Zwei Drittel der Umfrageteilnehmer (67 Prozent) gaben an, weiße und europäisch-stämmige US-Amerikaner zu sein. Im Vegleich zu den erwachsenen, katholischen US-Bürgern sind Männer, die geweiht werden, anteilig mehr asiatisch (10 Prozent) oder stammen von den pazifischen Inseln und weniger häufig Lateinamerikaner (15 Prozent). Im Ganzen der diözesanen Ordinariate sind Ordensleute weniger häufig weiß und europäisch-stämmig.

Drei von Zehn (31 Prozent) wurden außerhalb der USA geboren, die meisten in Mexiko, Vietnam, Kolumbien, Polen, den Philippinen und Nigeria.
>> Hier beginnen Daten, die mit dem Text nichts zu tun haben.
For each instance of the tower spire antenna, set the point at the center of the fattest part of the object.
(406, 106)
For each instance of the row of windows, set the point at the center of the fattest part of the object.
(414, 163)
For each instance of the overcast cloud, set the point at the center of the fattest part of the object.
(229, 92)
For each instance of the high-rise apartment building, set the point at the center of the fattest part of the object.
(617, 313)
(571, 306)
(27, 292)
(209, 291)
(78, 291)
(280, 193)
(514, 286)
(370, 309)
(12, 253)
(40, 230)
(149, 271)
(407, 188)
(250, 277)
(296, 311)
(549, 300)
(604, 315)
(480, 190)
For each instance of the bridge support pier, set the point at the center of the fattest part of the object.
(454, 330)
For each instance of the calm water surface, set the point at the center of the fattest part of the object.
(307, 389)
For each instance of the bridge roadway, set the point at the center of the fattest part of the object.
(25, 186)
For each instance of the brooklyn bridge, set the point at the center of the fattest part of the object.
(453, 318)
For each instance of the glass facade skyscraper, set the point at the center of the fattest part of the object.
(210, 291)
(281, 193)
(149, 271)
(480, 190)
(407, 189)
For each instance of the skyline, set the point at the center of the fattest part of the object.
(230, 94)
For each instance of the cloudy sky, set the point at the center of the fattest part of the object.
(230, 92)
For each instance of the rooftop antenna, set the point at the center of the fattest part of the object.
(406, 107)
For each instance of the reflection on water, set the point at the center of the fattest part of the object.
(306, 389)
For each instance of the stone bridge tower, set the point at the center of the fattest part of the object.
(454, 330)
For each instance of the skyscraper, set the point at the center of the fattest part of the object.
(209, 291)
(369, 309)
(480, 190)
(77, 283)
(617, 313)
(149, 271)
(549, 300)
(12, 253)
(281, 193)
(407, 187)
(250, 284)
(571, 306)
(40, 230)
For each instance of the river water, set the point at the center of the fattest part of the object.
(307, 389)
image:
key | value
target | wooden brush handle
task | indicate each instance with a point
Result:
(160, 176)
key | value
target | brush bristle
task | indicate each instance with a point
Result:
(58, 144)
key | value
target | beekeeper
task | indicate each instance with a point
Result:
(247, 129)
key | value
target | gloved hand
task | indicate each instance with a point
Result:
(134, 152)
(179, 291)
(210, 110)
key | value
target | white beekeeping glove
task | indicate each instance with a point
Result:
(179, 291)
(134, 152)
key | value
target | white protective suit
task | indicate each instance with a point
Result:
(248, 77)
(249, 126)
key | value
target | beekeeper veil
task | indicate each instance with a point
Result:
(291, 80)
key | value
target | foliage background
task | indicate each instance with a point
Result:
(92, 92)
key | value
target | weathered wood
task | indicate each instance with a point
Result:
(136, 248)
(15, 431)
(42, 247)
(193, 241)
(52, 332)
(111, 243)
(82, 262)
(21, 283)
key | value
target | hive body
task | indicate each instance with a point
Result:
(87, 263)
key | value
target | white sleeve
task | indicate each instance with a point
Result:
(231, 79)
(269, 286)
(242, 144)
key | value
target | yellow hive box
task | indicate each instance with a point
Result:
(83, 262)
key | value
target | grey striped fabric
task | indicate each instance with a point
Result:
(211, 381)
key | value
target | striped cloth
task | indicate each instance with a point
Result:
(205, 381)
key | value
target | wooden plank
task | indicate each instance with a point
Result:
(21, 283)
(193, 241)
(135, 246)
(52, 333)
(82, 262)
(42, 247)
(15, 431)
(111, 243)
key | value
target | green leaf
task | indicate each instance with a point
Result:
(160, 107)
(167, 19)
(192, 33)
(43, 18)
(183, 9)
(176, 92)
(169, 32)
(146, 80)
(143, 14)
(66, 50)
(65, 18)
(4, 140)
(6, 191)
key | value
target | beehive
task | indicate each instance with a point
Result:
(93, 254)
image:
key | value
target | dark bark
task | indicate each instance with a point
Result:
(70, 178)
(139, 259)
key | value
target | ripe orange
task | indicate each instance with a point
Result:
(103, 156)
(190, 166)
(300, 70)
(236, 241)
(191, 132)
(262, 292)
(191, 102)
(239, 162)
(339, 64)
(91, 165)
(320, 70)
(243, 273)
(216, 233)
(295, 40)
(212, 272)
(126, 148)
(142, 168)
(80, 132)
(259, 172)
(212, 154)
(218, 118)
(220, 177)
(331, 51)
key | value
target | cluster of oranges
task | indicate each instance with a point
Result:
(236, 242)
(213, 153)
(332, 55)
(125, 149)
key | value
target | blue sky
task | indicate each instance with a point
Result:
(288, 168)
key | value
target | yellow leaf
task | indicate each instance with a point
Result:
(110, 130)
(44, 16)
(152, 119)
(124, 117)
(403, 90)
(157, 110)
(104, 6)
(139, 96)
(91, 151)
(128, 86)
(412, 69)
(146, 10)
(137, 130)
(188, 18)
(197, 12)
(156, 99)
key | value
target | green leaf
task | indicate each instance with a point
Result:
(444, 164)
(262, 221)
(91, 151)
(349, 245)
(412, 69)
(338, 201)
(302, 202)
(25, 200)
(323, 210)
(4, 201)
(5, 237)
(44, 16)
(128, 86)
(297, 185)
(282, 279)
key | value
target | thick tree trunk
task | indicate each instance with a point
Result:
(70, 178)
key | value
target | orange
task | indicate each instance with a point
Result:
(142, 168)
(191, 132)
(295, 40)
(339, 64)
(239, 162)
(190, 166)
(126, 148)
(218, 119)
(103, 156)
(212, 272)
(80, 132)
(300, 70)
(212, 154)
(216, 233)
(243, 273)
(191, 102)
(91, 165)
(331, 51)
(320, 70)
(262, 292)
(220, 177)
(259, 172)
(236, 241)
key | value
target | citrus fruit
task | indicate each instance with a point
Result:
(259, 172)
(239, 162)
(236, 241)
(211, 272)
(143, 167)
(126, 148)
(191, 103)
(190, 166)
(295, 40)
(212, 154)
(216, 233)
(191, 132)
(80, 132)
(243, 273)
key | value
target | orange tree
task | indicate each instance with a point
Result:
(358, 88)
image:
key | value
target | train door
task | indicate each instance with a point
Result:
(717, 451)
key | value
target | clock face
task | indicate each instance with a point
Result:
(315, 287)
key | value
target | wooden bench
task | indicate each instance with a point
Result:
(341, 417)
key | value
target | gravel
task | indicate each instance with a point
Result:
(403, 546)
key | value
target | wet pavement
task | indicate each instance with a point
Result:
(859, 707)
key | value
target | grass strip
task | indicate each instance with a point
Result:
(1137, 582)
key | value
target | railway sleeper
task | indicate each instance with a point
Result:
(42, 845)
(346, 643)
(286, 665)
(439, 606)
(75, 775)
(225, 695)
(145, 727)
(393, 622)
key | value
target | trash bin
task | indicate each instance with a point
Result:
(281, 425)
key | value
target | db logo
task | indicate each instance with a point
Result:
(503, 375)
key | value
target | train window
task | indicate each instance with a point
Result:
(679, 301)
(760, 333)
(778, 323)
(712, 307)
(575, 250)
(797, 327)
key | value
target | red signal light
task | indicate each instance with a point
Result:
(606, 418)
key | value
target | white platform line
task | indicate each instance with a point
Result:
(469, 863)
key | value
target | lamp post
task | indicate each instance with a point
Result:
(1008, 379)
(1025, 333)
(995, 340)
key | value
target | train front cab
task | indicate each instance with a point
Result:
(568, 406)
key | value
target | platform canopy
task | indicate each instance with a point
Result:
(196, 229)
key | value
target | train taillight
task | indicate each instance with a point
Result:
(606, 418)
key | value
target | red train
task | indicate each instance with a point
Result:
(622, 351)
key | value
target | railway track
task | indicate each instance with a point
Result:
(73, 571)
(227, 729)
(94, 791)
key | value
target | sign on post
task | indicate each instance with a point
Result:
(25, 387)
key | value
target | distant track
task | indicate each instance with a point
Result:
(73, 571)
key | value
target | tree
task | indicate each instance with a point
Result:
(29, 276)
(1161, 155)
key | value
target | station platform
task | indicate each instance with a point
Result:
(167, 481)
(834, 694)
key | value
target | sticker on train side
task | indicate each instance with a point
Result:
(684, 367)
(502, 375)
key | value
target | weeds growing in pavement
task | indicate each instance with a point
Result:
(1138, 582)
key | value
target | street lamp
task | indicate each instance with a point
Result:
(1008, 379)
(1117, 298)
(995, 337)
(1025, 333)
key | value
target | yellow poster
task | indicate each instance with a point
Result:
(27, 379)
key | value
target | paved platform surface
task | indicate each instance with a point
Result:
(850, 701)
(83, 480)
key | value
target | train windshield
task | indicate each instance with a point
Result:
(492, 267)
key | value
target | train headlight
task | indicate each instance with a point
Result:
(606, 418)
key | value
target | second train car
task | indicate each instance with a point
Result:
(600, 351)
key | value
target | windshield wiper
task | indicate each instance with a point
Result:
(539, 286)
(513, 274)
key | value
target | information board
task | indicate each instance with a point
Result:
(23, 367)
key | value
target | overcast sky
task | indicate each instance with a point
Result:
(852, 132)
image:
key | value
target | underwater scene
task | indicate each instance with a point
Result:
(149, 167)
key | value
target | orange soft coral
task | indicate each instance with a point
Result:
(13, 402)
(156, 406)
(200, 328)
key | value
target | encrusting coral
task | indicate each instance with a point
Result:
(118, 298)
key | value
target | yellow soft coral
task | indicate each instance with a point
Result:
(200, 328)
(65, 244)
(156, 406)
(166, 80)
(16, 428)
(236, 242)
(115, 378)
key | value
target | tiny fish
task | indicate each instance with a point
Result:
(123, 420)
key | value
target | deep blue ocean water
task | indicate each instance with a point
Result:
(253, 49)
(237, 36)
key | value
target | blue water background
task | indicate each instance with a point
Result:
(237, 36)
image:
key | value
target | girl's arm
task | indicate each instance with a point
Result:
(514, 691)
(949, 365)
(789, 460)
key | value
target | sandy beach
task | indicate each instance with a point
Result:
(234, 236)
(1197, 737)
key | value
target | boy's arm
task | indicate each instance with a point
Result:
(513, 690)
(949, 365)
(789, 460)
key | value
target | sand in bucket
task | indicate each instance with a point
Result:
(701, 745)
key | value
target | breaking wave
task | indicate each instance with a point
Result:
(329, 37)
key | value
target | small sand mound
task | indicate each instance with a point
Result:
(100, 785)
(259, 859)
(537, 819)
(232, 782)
Durchschnittlich lebten diejenigen, die außerhalb geboren wurden, für 14 Jahre in den USA. Zwischen 20 und 30 Prozent der Priester der letzten zehn Jahre wurden außerhalb der USA geboren.

Weitere Statistiken:

- Mehr als die Hälfte des Jarhgangs 2013 (52 Prozent) haben mehr als zwei Geschwistern, während einer von fünf (20 Prozent) fünf oder mehr Geschwister hat. Weihekandidaten sind eher die Ältesten unter den Geschwistern (40 Prozent).

- Vor dem Seminareintritt schlossen sechs von zehn Priestern das College ab (63 Prozent). Fast ein Viertel (23 Prozent) sind mit einem Universitätsabschluss ins Seminar eingetreten. Einer von dreien (29 Prozent) ist während seiner College-Studienzeit ins Seminar eingetreten.

- Weihekandidaten des Jahrgangs 2013 waren im Pfarrleben aktiv. Zwei Drittel gaben an, als Messdiener gewirkt zu haben, ungefähr die Hälfte (47 Prozent) nahmen an Jugendgruppen in einer Pfarrei teil. Ein Fünftel (20 Prozent) nahm vor Seminareintritt an einem Weltjugendtag teil.

- Mehr als vier von zehn Befragten (42 Prozent) gingen auf eine katholische Grundschule, die gleiche Anzahl gilt für alle katholischen Erwachsenen in den USA. Zusätzlich sind Weihekandidaten eher auf katholische Gymnasien (High Schools) gegangen und haben ein katholisches College besucht (44 Prozent, im Vergleich zu sieben Prozent der erwachsenen Katholiken).

- Viele Weihekandidaten erklärten, vor Seminareintritt eine Vollzeitbeschäftigung gehabt zu haben, die meisten im Bildungswesen, Finanzwesen, Buchhaltung oder Versicherung. Vier Prozent der Priester gaben an, in der US-Armee gedient zu haben.

- Die Umfrage fand auch heraus, dass Neupriester in Diözesen und Ordensgemeinschaften Schulden aus der Ausbildungszeit haben. Mehr als ein Viertel (26 Prozent) traten mit mehr als 20.000 Dollar Ausbildungsschulden ins Seminar ein.